Makar Sankranti

Makar Sankranti marks the transition of the Sun into Makara rashi (Capricorn) on its celestial path, and the six-month Uttarayana period(movement of the sun towards the north direction).

Sankranti means transmigration of the Sun from one Rāshi (constellation of the zodiac in Indian astronomy) to the next. Hence, there are 12 Sankrantis in a year.

There are twelve Sankrantis in a year, out of which Makar Sankraanti has been considered most important because from here begins the Uttarayana punya kaal (Uttarayana auspicious period), and Uttarayana is regarded as the period of Divinity. Although the entire year is considered auspicious, this period is considered slightly more auspicious. All festivals begin following this.

This festival is a harvest festival and is celebrated throughout India. One crop having been harvested, seeds are sown for the next crop.

While Makar Sankranti is most popular in West India, down south, the festival is known as Pongal and in the north, it is celebrated as Lohri.
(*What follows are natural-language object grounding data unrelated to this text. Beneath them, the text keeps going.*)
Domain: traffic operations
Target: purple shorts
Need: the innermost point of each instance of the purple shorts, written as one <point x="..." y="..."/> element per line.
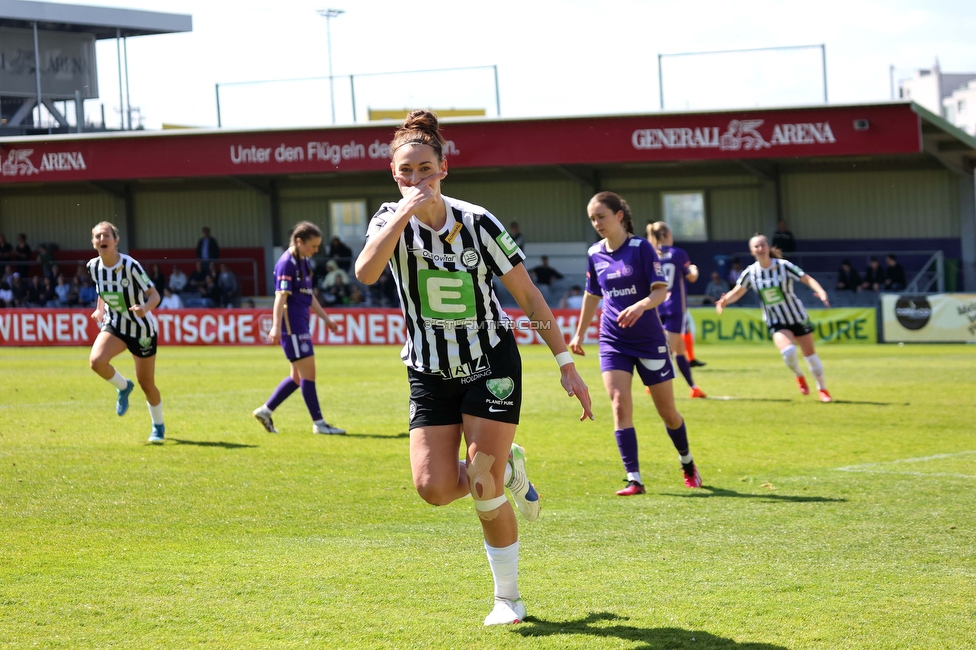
<point x="674" y="322"/>
<point x="297" y="346"/>
<point x="651" y="371"/>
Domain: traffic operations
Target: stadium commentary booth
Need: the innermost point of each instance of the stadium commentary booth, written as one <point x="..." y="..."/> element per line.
<point x="851" y="181"/>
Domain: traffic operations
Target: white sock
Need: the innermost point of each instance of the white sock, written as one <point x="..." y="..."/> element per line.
<point x="816" y="367"/>
<point x="791" y="360"/>
<point x="504" y="570"/>
<point x="118" y="381"/>
<point x="156" y="412"/>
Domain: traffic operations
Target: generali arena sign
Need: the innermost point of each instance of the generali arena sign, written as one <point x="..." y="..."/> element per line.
<point x="828" y="131"/>
<point x="49" y="327"/>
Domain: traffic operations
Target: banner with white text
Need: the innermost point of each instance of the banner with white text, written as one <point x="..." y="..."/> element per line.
<point x="847" y="325"/>
<point x="936" y="318"/>
<point x="49" y="327"/>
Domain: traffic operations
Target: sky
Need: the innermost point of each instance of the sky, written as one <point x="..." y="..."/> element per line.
<point x="553" y="58"/>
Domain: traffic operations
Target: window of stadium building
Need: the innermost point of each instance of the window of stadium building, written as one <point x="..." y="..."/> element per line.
<point x="684" y="212"/>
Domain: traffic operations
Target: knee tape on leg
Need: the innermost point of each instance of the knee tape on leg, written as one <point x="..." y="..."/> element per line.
<point x="483" y="486"/>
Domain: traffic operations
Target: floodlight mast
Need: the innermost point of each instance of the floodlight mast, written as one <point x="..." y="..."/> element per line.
<point x="329" y="14"/>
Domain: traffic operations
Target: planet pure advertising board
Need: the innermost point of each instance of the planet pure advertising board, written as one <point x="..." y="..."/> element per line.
<point x="928" y="318"/>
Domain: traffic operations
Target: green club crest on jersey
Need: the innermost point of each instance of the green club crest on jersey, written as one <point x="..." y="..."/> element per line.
<point x="501" y="388"/>
<point x="505" y="242"/>
<point x="114" y="299"/>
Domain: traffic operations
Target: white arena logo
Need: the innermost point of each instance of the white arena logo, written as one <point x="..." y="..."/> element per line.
<point x="739" y="135"/>
<point x="18" y="162"/>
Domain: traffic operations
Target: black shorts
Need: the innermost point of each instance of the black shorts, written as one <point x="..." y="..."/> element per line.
<point x="144" y="347"/>
<point x="489" y="387"/>
<point x="798" y="329"/>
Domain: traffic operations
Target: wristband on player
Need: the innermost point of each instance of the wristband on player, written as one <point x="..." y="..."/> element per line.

Uttarayan, Maghi, Khichdi are some other names of the same festival.

Til Gul Ghya ani Goad Goad Bola

Til Gul
People exchange the traditional sweet Til Gul and say 'Til-gul ghya ani gud gud bola' which literally means "Have til gul and always speak sweet".

Til Gul is prepared from a mixture of Jaggery and sesame seeds.

Makar Sankranti is a festival to forget the misunderstandings and quarrels of the past, and start speaking sweet with everyone; not just sweet words but with a pleasant and soft heart.


This is also a festival of Kite-flying. Colourful sky with beautiful kites can be seen in various parts of India.